Why Are These Trump Accusers Coming Out NOW?
Seems suspicious, huh? Let’s think about it.
Why don’t most women report abuse as soon as it happens to them? It’s a fair question.
Well, women who don’t report sexual and/or physical abuse (and I am one of them, though I was fortunate not to encounter the baby-fingered tiny paws of Trump) typically don’t do it because: we’re embarrassed; we think it’s our fault; we know that most cases never go to trial and even fewer result in a conviction; we don’t want to go through the scrutiny, shame and humiliation of a trial; we know that we’re not “the perfect victim” (because we are not married, monogamous, blonde, blue-eyed, white, rich, Christian, etc. or we have prior convictions or we were cheating on our husband or we were with a guy who was cheating on his girlfriend or he’s our boss or we’re his boss…the list goes on); we’re frightened he’ll do something worse to us; we’re frightened he’ll do something worse to our friends; we’re afraid he’ll hurt our children; we’re ashamed of ourselves for being strong women who would “let” a man do that to us; we’ve heard horror stories about how the police and social workers will handle the situation; we don’t have enough money for a lawyer; we are afraid we’ll be ostracized by the friends we have in common with the guy; we’re afraid we’ll be ostracized by our family or his; we are afraid we will lose a job; we’re afraid we’ll be sued for defamation of character; we’re afraid we’ll be killed.
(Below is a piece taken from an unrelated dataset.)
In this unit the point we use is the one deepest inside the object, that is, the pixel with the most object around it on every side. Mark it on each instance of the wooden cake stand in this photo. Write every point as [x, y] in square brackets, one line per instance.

And as several women reminded me today, many women do report it the first time it happens when we are little girls and guess what? We get yelled at or scolded or beaten or rejected by the folks who are supposed to defend us and protect us. So we learn to keep quiet the next time it happens.
When we do name somebody, it’s often because our fear of retribution and humiliation is finally smaller than our fear he’ll do something worse to other folks. Or, say, an entire country.